Y antes de que Maggie pudiera contestar, la señora Assingham volvió a preguntar:
––¿Y qué hará por la tarde y por la noche?
Maggie esperó unos instantes con una leve sonrisa, ya que podía aún sonreír, y repuso:
––Cuando la gente sepa que estamos aquí, todos los periódicos lo dirán sobradamente, acudirán a centenares desde donde estén, sea donde sea, para vernos. El coronel y usted así lo han hecho. Me atrevo a decir que nuestras veladas en nada se diferenciarán de todo lo nuestro. No serán diferentes a nuestras mañanas y nuestras tardes, con la salvedad de que quizá ustedes dos, queridos amigos, nos ayuden a veces a soportarlas.
Hizo una pausa y añadió:
––Le he ofrecido ir a cualquier sitio, alquilar una casa si es preciso. Pero esto, esto y nada más, es idea de Americo. Ayer le dio un nombre que, según dijo él mismo, era el más expresivo y adecuado.
La Princesa se permitió de nuevo una sonrisa que no expresaba alegría. Pero que aún era posible, y terminó diciendo:
––Como puede usted ver, nuestra locura viene regida por un método.
Estas palabras intrigaron a la señora Assingham:
––¿Y cuál es el nombre?
––Reducción. La reducción de lo que estamos haciendo a su más simple expresión. Así lo dijo Americo. En consecuencia, nada hacemos, y lo hacemos de la forma más extrema, que es la forma que él desea.
Después de lo cual, Maggie añadió:
––Y lo comprendo.
Al cabo de un instante, la visitante de Maggie dijo en un susurro:
––¡También yo! Tuvieron que salir de casa, era inevitable. Pero, por lo menos, aquí el Príncipe no está acobardado.

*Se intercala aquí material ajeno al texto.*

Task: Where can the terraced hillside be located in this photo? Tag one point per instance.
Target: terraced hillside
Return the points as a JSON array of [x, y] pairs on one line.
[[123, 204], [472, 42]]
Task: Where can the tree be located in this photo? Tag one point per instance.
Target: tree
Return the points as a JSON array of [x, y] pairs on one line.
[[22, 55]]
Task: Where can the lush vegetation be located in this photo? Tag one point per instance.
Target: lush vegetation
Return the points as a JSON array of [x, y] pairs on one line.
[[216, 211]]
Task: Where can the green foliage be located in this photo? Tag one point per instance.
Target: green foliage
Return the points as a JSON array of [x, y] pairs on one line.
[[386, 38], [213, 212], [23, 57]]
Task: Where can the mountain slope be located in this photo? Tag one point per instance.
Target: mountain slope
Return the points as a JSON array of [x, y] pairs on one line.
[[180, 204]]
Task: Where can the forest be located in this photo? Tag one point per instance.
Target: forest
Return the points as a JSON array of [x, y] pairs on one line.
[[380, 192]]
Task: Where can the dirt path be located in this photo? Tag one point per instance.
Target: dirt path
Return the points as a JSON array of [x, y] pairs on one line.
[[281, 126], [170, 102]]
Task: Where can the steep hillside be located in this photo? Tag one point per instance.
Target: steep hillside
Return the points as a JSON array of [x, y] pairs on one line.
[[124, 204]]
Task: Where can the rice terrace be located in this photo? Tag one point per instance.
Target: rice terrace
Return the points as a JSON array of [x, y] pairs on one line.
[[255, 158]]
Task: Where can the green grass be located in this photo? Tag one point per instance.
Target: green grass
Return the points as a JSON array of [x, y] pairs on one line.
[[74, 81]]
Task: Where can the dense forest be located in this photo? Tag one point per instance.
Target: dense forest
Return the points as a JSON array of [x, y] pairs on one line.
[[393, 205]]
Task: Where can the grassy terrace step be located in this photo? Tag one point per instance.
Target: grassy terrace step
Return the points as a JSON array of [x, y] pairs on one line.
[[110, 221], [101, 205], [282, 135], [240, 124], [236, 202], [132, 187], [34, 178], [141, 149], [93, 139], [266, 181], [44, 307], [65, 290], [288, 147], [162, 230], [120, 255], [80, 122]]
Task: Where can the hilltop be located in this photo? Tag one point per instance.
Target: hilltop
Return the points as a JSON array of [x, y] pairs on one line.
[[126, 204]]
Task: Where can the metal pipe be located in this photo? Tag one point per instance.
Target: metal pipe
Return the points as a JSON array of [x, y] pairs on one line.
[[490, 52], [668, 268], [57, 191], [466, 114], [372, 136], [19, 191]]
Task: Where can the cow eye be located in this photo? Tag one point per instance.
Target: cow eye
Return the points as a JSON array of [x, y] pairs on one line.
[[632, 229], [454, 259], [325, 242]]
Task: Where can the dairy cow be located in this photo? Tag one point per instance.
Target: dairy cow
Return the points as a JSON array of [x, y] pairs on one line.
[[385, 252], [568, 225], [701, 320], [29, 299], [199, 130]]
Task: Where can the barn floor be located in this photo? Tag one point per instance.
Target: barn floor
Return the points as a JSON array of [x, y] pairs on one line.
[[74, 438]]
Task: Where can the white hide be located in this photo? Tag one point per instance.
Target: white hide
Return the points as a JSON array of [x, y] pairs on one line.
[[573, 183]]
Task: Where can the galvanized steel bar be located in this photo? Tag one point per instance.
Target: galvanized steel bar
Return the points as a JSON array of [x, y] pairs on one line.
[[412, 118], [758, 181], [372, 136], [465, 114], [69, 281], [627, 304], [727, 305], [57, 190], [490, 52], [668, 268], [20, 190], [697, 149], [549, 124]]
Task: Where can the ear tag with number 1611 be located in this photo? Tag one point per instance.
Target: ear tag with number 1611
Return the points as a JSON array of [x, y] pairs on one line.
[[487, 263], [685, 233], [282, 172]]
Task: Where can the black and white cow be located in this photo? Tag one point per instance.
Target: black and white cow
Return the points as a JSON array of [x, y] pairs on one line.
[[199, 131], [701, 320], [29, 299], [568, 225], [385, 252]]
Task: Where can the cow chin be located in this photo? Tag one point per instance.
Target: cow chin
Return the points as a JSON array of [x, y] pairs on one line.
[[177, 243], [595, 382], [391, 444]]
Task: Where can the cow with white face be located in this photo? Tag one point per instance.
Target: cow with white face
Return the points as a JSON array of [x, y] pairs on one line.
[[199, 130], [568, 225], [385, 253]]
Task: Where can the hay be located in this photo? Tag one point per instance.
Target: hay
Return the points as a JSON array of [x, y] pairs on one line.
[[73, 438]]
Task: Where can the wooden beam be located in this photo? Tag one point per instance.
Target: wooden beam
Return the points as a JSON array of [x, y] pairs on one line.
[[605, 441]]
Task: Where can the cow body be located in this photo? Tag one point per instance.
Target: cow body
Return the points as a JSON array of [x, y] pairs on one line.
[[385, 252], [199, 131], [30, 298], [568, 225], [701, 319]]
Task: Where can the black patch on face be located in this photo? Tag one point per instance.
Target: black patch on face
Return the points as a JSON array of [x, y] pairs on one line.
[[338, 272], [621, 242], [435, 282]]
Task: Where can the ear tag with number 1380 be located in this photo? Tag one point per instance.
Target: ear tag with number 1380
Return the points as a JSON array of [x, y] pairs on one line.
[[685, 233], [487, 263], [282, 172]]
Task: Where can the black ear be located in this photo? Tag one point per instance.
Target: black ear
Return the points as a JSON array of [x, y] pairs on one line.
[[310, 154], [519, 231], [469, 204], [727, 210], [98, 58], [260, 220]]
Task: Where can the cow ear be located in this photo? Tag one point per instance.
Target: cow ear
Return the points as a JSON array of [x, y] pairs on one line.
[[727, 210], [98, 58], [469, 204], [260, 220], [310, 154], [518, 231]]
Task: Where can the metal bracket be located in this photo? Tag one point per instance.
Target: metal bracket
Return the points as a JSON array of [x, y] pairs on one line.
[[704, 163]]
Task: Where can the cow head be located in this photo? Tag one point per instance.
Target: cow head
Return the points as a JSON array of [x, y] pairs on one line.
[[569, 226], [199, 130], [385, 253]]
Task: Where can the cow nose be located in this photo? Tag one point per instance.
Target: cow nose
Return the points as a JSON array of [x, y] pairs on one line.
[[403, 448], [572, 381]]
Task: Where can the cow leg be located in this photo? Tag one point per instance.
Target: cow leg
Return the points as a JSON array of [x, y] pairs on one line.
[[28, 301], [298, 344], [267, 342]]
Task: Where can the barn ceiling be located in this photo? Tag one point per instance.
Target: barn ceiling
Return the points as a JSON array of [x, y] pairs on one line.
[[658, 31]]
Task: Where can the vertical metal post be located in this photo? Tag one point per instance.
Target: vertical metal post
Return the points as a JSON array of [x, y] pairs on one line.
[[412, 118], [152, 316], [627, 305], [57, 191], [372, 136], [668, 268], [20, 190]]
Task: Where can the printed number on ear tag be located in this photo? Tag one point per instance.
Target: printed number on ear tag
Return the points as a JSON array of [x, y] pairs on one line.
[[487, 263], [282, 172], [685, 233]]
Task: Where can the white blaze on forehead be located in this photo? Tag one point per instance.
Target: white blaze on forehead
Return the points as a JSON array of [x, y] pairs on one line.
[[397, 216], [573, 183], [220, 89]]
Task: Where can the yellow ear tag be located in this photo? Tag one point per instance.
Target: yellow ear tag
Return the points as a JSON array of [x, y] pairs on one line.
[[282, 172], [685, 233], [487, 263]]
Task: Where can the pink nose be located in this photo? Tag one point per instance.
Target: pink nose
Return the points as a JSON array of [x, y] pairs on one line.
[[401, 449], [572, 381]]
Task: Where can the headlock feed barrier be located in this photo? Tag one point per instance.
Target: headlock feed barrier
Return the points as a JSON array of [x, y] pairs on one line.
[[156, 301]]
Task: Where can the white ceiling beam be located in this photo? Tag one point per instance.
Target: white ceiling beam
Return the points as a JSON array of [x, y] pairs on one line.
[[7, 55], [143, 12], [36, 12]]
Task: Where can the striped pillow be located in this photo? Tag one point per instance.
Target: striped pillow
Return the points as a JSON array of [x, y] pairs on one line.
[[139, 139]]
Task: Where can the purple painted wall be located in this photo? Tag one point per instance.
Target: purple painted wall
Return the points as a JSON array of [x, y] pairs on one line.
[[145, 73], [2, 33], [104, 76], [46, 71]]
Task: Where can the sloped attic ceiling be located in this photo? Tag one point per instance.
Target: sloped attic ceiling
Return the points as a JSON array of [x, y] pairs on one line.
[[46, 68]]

Nuestra joven amiga aceptó esta expresión:
––No está acobardado.
Sin embargo, tal aceptación sólo satisfizo a medias a Fanny, que alzó pensativa las cejas y dijo:
––El Príncipe es prodigioso, pero ¿qué hay allí que, como usted ha dicho, le acobarda? A menos que sea la proximidad de ella, y si me perdona la vulgaridad, el que ella le vaya detrás.
Fanny calló unos instantes; luego aventuró:
––Sí, esto puede tener importancia para él.
Pero la Princesa estaba preparada para dar contestación a estas palabras:
––Puede irle detrás aquí. Puede venir siempre que quiera.
––¿Realmente puede? ––preguntó Fanny Assingham.
––¿Por qué no? ––repuso Maggie.
Por un instante sus miradas se encontraron íntimamente. Después la mayor de las dos mujeres dijo:
––Quería decir verle a solas.
––Eso mismo quería decir yo ––observó la Princesa.
Fanny Assingham, por razones que ella sabría, no pudo reprimir una sonrisa:
––¡Claro! ¡Por esto se queda el Príncipe!
––Se queda, según he podido averiguar, para aceptar cuanto le ocurra. Para aceptar incluso esto.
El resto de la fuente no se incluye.